I am playing around with a quadratic sieve for factorization of large numbers. Most of the work of this algorithm is searching for Bsmooth numbers. If you know the sieve of eratosthenes you can use this process to sieve for Bsmooth numbers by adding the logs base 2 of your factor base over the numbers you are searching through. I learned of this from watching this sieres by Ilya Gazman

This is giving me a 30x speed up over using gcd over the product of every 100 primes in the factor base.

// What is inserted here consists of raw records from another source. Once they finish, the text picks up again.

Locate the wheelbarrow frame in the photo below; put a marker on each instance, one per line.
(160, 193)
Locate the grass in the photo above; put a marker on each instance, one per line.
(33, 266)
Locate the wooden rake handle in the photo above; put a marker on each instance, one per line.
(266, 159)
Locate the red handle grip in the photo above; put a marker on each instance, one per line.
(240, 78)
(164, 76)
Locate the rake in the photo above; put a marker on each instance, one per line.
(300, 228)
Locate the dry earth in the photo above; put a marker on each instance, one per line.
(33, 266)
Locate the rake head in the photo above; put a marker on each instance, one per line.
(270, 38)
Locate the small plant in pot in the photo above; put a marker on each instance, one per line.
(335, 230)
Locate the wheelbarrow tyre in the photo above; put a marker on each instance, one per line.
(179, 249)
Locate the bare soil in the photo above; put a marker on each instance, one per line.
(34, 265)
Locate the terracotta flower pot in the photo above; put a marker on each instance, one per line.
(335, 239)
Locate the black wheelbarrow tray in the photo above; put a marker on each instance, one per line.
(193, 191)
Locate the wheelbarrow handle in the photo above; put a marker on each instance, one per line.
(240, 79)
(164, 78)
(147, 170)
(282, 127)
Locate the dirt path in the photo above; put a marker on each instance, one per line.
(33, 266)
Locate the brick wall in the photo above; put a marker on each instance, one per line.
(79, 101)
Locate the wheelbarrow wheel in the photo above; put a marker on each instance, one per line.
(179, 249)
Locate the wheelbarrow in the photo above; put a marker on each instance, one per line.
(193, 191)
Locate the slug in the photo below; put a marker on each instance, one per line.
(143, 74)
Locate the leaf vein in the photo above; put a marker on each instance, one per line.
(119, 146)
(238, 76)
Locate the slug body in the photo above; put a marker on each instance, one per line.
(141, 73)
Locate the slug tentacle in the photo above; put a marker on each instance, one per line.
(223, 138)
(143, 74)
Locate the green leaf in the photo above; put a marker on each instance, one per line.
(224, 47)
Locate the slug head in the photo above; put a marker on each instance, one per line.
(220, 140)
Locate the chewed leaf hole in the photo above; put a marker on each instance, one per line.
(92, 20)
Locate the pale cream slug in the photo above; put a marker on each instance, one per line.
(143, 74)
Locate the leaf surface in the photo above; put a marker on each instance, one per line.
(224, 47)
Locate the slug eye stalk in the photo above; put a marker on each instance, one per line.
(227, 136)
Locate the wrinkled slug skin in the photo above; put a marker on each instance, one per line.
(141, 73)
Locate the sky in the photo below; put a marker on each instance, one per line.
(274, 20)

Section ____________ ncalls time %tot __ avg __ alloc __ %tot ____ avg

Smoothness test 2 _____ 111 79.8s 98.8% 719ms 17.9GiB 99.4% 165MiB

Searching 27 million numbers is taking 13 seconds using codespaces with a 2 core virtual machine. With the gcd method it would take 6 minutes…

I dont know if anyone has speed ups for the sieving part or the indentifying the smooth numbers part

```
#sieve using factorbase ignoring the first 100
#because those are expensive to mark
for i in 101:6600
stu=fb[i]-(sta%fb[i])
for g in stu:fb[i]:stump
cabin[g]+=logs[i]
end
end
#identify bsmooth numbers
lmax = bitlength(num)-16
for i in eachindex(cabin)
if cabin[i]>lmax
push!(rn,i+sta)
end
end
```

The second part is taking a crazy amount of time…maybe I should use filter() and assign the type ::Int16 to lmax…? If I use filter I need to get back the i values not the values of cabin…the amount of Bsmooth values I am looking for is only 1 to 8 per search so its not because I am pushing the values on rn…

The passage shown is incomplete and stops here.